Joanna was a student at the University of Montana and engaged to another man when she met Alex Joseph in the early 1970s. Although he had four wives at that time, she was intrigued.
"He was really candid about his other wives. He was 'Margaret this' and 'Pamela that.' So I knew all about them, and I could tell he really cared about them," said Joseph. A questioning Baptist, she found herself seeking spiritual enlightenment and said she "just had the feeling that Alex was the ticket to that path."
They were married in 1973 in a Redlands, Calif., living room. He was 36; she was 20. Her parents did not attend. Several years later, the family moved to the southern Utah desert near Lake Powell.
Although Joseph described her new family as harmonious, it was not without its petty jealousies, she said. The other wives resented her college education at first, and Joseph became upset when Alex Joseph subsequently married two of her college roommates.
"We had 14 wives at one time," said Joseph, but a handful left for various reasons. "So we had a divorce rate pretty much like the rest of the country."
Joanna and Alex Joseph had one child, a son named Easy. By the 1990s, she was one of nine wives living at the family complex. The youngest, Dawn, was 18 when she married Alex Joseph, then 50, although they consummated their relationship when she was 15.
Film crews visited the compound often, seeking titillating details about the family's sexual practices. Joanna Joseph showed students clips from several TV features on the family, including an "Inside Edition" segment in which Alex Joseph claimed to have no favorite partner and his wives said they took turns initiating sex with him.
He and his wives even experimented with group sex, Joanna Joseph said in response to one student's question. "But for the most part it was one on one," she said.
When her husband died, Joseph was one of seven remaining wives. Nineteen family members, including seven children and five grandchildren, live in Big Water today. The children are not "polygs," Joseph said. She leads tours of Glen Canyon Dam; her son turns 14 Friday and attends school in Page, Ariz.

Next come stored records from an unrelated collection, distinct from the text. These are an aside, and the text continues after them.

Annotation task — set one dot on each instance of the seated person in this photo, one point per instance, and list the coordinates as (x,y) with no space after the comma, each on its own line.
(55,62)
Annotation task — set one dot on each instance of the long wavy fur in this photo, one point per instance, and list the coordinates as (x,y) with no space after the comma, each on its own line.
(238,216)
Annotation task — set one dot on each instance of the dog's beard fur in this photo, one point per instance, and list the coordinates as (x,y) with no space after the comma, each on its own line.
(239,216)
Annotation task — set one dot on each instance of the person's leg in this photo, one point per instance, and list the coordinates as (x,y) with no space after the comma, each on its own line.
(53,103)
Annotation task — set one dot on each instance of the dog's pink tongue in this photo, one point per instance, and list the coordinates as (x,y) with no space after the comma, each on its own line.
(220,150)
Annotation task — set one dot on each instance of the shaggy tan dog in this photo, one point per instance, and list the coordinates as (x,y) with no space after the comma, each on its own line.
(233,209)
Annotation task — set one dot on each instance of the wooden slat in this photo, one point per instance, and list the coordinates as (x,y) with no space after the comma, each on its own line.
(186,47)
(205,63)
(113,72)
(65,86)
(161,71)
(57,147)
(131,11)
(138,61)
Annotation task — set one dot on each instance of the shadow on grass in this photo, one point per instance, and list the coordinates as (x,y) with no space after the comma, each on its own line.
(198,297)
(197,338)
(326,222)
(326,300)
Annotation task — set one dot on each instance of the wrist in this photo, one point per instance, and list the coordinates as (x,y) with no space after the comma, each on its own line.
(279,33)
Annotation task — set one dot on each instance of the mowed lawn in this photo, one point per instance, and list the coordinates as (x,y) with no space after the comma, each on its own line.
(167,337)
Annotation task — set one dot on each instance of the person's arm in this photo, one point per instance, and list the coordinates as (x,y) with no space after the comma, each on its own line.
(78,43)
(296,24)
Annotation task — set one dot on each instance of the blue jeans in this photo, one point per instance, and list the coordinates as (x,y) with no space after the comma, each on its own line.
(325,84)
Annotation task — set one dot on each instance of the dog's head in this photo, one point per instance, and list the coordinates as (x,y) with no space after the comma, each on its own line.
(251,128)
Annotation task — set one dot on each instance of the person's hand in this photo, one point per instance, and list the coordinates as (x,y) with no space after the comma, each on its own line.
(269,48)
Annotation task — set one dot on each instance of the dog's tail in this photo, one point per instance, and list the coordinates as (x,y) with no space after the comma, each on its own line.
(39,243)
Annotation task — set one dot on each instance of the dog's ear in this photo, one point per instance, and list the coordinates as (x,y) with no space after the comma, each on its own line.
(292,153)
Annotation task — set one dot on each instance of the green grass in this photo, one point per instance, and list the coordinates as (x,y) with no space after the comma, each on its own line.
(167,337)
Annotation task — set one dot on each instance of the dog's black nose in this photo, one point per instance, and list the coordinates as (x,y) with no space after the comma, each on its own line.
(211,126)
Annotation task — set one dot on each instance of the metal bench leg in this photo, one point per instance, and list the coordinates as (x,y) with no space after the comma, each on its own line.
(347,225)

Joseph blames monogamy for societal problems such as adultery, divorce and broken homes. She considers herself an advocate for plural marriage, although she was careful not to push polygamy on the students. Instead, she urged them to be open-minded about alternative lifestyles.
At least one student, Rebecca Runnels-Stansfield, said Joseph's presentation made her feel more sympathetic toward those who practice polygamy: "I felt uncomfortable [during the question about sex]. But her response was quite good. I appreciate the human values she brought to the issue."